Modern bilim ise insanlık tarihini ancak mağaraya kadar götürebiliyor. Gerçekten insanlık ilk dönemlerini mağarada yaşadıysa bile bu, insanın ilkelliği anlamına gelebilir mi? Mağara, yirminci asrın beton bloklarındaki kutucuklardan daha mı vahşi? Mağaralar iman ve İslâm tarihinde yıldızlara yakın, tabiata yakın, Allah’a yakın, sırlarla dolu, bazen peygamberlerin vahiyle tanıştıkları mekânlardır. Salih zatların gafletten tefekküre, dünyadan ahirete sığındıkları lahutî muhitlerdir.

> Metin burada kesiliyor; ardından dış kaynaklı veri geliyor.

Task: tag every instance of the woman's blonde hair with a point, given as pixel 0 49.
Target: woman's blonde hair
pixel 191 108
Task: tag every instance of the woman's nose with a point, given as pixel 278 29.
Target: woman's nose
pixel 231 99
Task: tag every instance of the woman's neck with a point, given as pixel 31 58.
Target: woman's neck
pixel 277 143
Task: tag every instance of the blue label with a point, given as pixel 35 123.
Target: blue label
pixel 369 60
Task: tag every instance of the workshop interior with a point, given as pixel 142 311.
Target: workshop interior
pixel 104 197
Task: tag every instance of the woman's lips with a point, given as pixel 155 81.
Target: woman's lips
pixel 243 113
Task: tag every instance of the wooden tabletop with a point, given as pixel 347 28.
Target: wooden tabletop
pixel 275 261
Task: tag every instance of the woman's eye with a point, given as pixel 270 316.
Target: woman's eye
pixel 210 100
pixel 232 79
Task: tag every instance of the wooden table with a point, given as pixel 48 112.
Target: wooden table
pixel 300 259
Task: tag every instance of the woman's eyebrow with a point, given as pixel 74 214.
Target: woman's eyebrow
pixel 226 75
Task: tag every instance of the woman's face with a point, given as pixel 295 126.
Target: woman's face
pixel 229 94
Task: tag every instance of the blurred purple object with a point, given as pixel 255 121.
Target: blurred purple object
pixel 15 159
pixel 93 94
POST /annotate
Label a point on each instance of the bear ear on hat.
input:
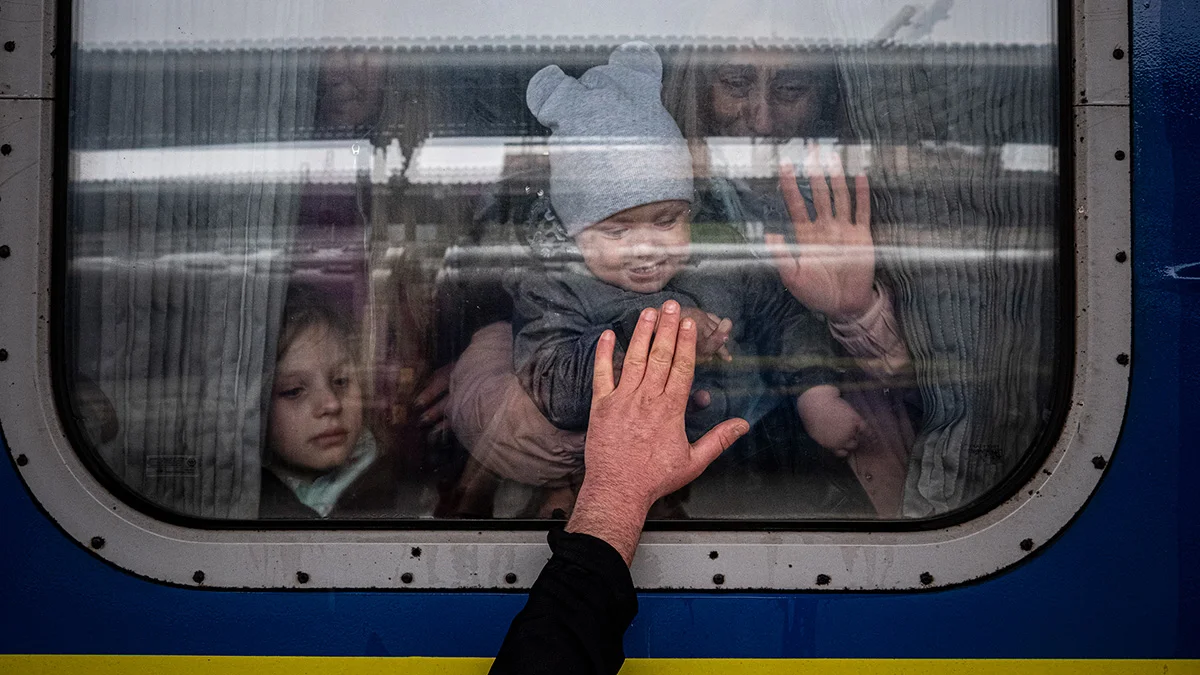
(639, 57)
(541, 87)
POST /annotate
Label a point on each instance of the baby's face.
(316, 402)
(639, 249)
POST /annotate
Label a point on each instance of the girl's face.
(756, 95)
(316, 402)
(639, 249)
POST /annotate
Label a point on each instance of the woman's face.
(351, 90)
(760, 95)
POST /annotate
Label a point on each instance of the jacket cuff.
(598, 557)
(874, 338)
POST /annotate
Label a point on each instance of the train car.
(184, 184)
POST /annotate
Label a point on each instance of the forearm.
(610, 515)
(874, 339)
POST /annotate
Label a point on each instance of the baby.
(321, 460)
(622, 185)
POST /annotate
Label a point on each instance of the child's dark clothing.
(780, 350)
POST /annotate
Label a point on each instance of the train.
(167, 169)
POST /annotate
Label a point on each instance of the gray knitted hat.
(613, 145)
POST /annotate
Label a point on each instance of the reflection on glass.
(325, 263)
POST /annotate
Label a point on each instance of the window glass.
(349, 260)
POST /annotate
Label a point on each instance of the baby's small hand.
(829, 419)
(712, 334)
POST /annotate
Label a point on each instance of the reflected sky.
(153, 23)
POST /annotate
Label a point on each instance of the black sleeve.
(577, 613)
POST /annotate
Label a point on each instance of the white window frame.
(382, 559)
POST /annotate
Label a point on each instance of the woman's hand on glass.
(831, 269)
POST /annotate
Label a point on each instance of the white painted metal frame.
(241, 559)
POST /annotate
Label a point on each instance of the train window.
(319, 278)
(342, 266)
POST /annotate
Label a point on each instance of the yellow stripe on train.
(55, 664)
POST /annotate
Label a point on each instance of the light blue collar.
(321, 494)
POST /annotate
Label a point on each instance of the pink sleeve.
(874, 339)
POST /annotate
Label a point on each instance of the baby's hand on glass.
(829, 419)
(712, 334)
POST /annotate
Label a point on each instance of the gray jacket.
(779, 347)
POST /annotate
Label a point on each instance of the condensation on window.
(324, 261)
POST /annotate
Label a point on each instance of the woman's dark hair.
(306, 308)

Her şey gerçek kıymetini Kur’an’da bulduğu gibi, insan da kimliğini, kaybettiği hafızasını, hatıralarını Kur’an’da bulmakta. Böylece Yüce Kitabımız, kimlik ve hafızasını kaybetmiş mankurtlara tarihini hatırlatıyor. Biz de asrın Allah’tan gafil insanına: “Sen yaratılmışların en şereflisisin! Ahsen-i takvimsin! Allah’ın halifesi olarak yaratıldın ve şeytan diye bir düşmanın var. O seni kıskandı ve yücelerden kovulmana sebep oldu. İşte bu yüzden o yüce alemlerden bu aleme geldin. O kutsi alemlerde işlediğin bir günaha keffaret olsun diye bir sürgün yaşamaktasın. Bu alemlerde işlemeye devam ettiğin günahlar senin hafızanı sildi. Kimliğini bulmakta zorluk çekiyorsun. Bu alemdeyken tekrar o yücelere dönmek gayreti ve sevdası içinde olmalısın. Bunun biricik yolu da Allah’ı bilmek ve ona ibadet etmektir.” demeye çalışıyoruz.
Güvahî, Pendname’sinde ne güzel söylemiş: “Kedini bilen özünü unutmaz!” Biz bu sözden bir kelime ilaveyle yine başka bir güzelliği devşirebiliriz: “Rabbini bilen özünü unutmaz!”